# Possession of firearm while bowhunting?



## DustinS (Nov 9, 2004)

In the proclamation it states...No firearms shall be in the hunter's possession while hunting with a deer bow license. What is considered possession? If I am going to the badlands, can I bring both my bow for deer and shotgun for turkeys? Will it be legal to leave my shotgun in my truck and go off walking, spot and stalking for muleys or can I not have any firearm with me at all during the trip even if it is just in my truck?


----------



## HUNTNFISHND (Mar 16, 2004)

Dustin,

Yes it is legal to have a firearm in your truck while bowhunting, you just can't have it while actually out with your bow.


----------



## DustinS (Nov 9, 2004)

Thanks, thats exactly what I need to know!


----------



## DeVore (Apr 18, 2005)

I say that you can plead the second amendment.


----------



## HonkerExpress (Sep 23, 2005)

Now what about during deer gun hunting season? Can you be sitting in your treestand with your bow and your rifle? I mean, I would think you should be able too since the seasons run together. I don't see why you shouldn't be able to have your bow with in case you get a close shot, but if its a 100+ yards, can you legally have your gun with you? I would think so? Anyone know the ruling about this?


----------



## kevin.k (Dec 31, 2005)

What about if im bear hunting, im damn sure going to have a .45 with me


----------



## huntin1 (Nov 14, 2003)

HonkerExpress said:


> Now what about during deer gun hunting season?
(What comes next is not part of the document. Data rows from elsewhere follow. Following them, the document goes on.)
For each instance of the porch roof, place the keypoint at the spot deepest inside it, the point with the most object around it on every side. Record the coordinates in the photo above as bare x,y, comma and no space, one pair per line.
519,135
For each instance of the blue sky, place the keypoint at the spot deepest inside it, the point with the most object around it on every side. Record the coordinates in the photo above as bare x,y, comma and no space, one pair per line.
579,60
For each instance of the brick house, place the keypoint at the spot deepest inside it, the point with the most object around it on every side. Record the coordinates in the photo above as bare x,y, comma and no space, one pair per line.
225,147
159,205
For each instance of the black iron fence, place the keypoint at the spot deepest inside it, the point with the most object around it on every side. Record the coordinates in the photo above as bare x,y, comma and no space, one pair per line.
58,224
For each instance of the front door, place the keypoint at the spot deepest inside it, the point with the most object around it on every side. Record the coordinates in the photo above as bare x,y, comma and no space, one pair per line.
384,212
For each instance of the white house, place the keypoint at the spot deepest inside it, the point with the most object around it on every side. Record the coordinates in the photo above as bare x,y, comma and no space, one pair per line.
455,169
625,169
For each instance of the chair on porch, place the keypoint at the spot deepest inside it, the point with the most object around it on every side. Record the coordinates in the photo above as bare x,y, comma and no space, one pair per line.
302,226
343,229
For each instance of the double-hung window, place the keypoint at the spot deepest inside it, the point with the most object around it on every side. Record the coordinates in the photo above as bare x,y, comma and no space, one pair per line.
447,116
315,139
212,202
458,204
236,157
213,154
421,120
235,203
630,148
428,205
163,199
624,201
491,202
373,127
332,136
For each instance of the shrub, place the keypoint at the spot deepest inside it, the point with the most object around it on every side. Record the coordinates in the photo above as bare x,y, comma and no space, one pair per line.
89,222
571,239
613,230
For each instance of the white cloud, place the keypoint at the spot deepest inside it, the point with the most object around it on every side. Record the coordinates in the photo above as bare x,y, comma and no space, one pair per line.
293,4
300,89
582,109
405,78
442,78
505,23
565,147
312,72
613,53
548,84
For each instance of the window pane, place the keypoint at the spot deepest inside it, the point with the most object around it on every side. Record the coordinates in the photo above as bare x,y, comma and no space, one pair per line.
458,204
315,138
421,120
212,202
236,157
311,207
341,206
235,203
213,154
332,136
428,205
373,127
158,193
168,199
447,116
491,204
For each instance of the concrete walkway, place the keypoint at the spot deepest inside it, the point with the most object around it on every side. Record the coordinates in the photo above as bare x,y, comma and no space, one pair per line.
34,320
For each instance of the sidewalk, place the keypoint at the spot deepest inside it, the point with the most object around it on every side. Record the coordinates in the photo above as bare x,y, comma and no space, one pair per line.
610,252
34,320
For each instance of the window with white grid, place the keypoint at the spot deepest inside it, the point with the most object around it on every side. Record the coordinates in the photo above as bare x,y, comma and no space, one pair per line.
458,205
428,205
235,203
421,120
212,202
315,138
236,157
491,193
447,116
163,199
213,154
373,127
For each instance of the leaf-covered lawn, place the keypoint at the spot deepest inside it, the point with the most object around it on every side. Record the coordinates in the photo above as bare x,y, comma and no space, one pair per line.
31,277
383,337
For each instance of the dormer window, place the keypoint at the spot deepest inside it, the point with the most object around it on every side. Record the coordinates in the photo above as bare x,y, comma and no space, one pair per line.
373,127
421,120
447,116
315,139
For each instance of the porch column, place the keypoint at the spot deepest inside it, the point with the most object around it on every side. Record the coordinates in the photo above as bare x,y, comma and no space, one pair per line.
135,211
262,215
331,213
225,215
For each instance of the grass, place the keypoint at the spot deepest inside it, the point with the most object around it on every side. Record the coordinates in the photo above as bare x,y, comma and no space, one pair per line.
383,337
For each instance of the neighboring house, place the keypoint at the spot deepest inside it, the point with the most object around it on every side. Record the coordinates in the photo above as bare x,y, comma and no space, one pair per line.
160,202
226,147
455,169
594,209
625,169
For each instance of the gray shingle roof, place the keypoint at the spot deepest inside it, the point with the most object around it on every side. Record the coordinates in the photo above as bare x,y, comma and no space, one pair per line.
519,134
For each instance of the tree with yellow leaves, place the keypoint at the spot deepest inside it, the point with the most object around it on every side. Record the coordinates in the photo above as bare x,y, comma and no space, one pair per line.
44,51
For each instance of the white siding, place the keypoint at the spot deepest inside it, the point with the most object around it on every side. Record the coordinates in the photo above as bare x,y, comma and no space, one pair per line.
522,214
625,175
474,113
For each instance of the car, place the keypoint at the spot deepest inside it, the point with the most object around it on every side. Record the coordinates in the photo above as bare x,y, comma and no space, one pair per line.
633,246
Can you be sitting in your treestand with your bow and your rifle? I mean, I would think you should be able too since the seasons run together. I don't see why you shouldn't be able to have your bow with in case you get a close shot, but if its a 100+ yards, can you legally have your gun with you? I would think so? Anyone know the ruling about this?


No you can't, if you are attempting to fill your bow tag during the rifle season you cannot have a rifle, or any other firearm in the stand with you.



> What about if im bear hunting, im damn sure going to have a .45 with me


No bear season in ND, so that would be a mute point.

huntin1


----------



## kevin.k (Dec 31, 2005)

:lol: woopsy for some reason i was thinking no firearm may be caried while bowhunting anywhere..


----------



## goatboy (Dec 29, 2003)

During Muzzleloader season "I have a tag" can I fill it with archery equipment? I read that I can fill my rifle tag with my bow, but what about muzzleloader??

Thanks


----------



## huntin1 (Nov 14, 2003)

goatboy said:


> During Muzzleloader season "I have a tag" can I fill it with archery equipment? I read that I can fill my rifle tag with my bow, but what about muzzleloader??
> 
> Thanks


I would say no. In the regs it specifically lists archery as legal equipment for the gun season, but when you get to the section of legal weapons for the muzzleloader season there is no mention of archery equipment. That is the way I read it, I could be wrong. Might be best to contact G&F.

huntin1


----------



## dakotashooter2 (Oct 31, 2003)

> Now what about during deer gun hunting season? Can you be sitting in your treestand with your bow and your rifle? I mean, I would think you should be able too since the seasons run together. I don't see why you shouldn't be able to have your bow with in case you get a close shot, but if its a 100+ yards, can you legally have your gun with you? I would think so? Anyone know the ruling about this?


If you have ONLY a gun tag in your posession it would probably be OK. But if you have both a gun and bow tag I don't think it is kosher.

Why not just hunt the turkeys with bow????????


----------



## Greenhunter (Dec 31, 2005)

Indiana just changed its regulations to allow a bowhunter to carry a handgun for personal protection while bowhunting. The hunter must also have a state issued permit to carry a handgun to be legal. This went into effect in September of 2006.


----------